Place of Dust vs Potters Clay 2
Where Place of Dust belongs to Cloverdale Paint's range, Potters Clay 2 is a Dulux color. These are both greys, so the question isn't which hue to choose — it's where within grey to land. Place of Dust (LRV 57) reflects noticeably more light than Potters Clay 2 (LRV 54), a difference of 3 points that becomes especially apparent in rooms with limited natural light. At ΔE 2.4, these are close — the kind of difference that matters when choosing between them, but doesn't read strongly in a finished room. Below you'll find 2 real-room photo comparisons where both colors appear side by side, plus 5 simulated room previews.
Place of Dust vs Potters Clay 2 in Real Spaces
2 real rooms side by side. Place of Dust and Potters Clay 2 are close enough that the difference can be hard to judge from a chip alone — these photos show how each reads at scale, across different spaces and lighting conditions.
Living Room
In a living room, color works across both daylight and evening light — the same wall can read very differently at noon and at 8pm. The brightness difference is modest but present — Place of Dust gives the walls a little more lift.
Bedroom
The context that matters most in a bedroom is how a color reads under a bedside lamp at night, not under noon daylight.

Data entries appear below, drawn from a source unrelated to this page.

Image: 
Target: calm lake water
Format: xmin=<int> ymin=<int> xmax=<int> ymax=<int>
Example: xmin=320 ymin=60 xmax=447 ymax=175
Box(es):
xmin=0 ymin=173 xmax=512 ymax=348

Place of Dust reads slightly lighter here — a subtle but real difference in how open the space feels.
Color Details
Place of Dust vs Potters Clay 2 Simulated Comparison
5 simulated room previews — drag the slider on each to see Place of Dust on one side and Potters Clay 2 on the other.
Digital color is approximate. These simulations are generated from the manufacturer's hex values and overlaid on grayscale room photos — your screen's calibration, brightness, and viewing angle all affect how they render. Before committing to either color, test physical samples in your own space under the light you actually live with.
More Place of Dust comparisons
See how Place of Dust stacks up against other well-photographed colors across different brands and tones.